Am J Transl Res. 2011;3(5):454-67. Epub 2011 Oct 10.
Histone deacetylase inhibitors have emerged as a new class of anticancer therapeutic drugs. Their clinical utility in oncology stems from their intrinsic cytotoxic properties and combinatorial effects with other conventional cancer therapies. To date, the histone deacetylase inhibitors suberoylanilide hydroxamic acid (Vorinostat, Zolinza®) and depsipeptide (Romidepsin, Istodax®) have been approved by the US Food and Drug Administration for the treatment of refractory cutaneous T-cell lymphoma. Further, there are currently over 100 clinical trials involving the use of histone deacetylase inhibitors in a wide range of solid and hematological malignancies. The therapeutic potential of histone deacetylase inhibitors has also been investigated for numerous other diseases. For example, the cytotoxic properties of histone deacetylase inhibitors are currently being harnessed as a potential treatment for malaria, whereas the efficacy of these compounds for HIV relies on de-silencing latent virus. The anti-inflammatory properties of histone deacetylase inhibitors are the predominant mechanisms for other diseases, such as hepatitis, systemic lupus erythematosus and a wide range of neurodegenerative conditions. Additionally, histone deacetylase inhibitors have been shown to be efficacious in animal models of cardiac hypertrophy and asthma. Broad-spectrum histone deacetylase inhibitors are clinically available and have been used almost exclusively in preclinical systems to date. However, it is emerging that class- or isoform-specific compounds, which are becoming more readily available, may be more efficacious particularly for non-oncological applications. The aim of this review is to provide an overview of the effects and clinical potential of histone deacetylase inhibitors in various diseases. Apart from applications in oncology, the discussion is focused on the potential efficacy of histone deacetylase inhibitors for the treatment of neurodegenerative diseases, cardiac hypertrophy and asthma.

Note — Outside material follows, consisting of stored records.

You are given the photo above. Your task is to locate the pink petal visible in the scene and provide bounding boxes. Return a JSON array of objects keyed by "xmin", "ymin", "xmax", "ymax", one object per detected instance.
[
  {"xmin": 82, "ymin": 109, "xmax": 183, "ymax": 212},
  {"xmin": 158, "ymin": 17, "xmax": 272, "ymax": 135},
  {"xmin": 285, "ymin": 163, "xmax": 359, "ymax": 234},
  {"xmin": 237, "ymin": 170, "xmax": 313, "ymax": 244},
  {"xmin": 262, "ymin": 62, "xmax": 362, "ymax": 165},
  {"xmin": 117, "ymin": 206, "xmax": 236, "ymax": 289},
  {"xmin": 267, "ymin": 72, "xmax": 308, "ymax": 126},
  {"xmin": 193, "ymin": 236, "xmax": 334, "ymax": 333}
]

组蛋白去乙酰化酶抑制剂已成为一类新的抗癌治疗药物。它们在肿瘤学中的临床应用源于其内在的细胞毒性特性以及与其他传统癌症治疗方法的联合作用。迄今为止,组蛋白去乙酰化酶抑制剂琥珀酰亚胺羟肟酸(伏立诺他,Zolinza®)和 depsipeptide(罗米地辛,Istodax®)已被美国食品和药物管理局批准用于治疗难治性皮肤 T 细胞淋巴瘤。此外,目前有超过 100 项临床试验涉及组蛋白去乙酰化酶抑制剂在广泛的实体瘤和血液恶性肿瘤中的应用。组蛋白去乙酰化酶抑制剂的治疗潜力也已在许多其他疾病中得到研究。例如,组蛋白去乙酰化酶抑制剂的细胞毒性特性目前正被用作治疗疟疾的潜在方法,而这些化合物对 HIV 的疗效则依赖于沉默潜伏病毒。组蛋白去乙酰化酶抑制剂的抗炎特性是治疗其他疾病的主要机制,如肝炎、系统性红斑狼疮和广泛的神经退行性疾病。此外,组蛋白去乙酰化酶抑制剂已被证明在心脏肥大和哮喘的动物模型中有效。广谱组蛋白去乙酰化酶抑制剂在临床上可获得,并已在临床前系统中得到广泛应用,但目前新兴的是,具有更广泛作用的特定类别或特定亚型的化合物可能更有效,特别是在非肿瘤学应用中。本综述的目的是概述组蛋白去乙酰化酶抑制剂在各种疾病中的作用和临床潜力。除了在肿瘤学中的应用外,讨论还集中在组蛋白去乙酰化酶抑制剂治疗神经退行性疾病、心脏肥大和哮喘的潜在疗效上。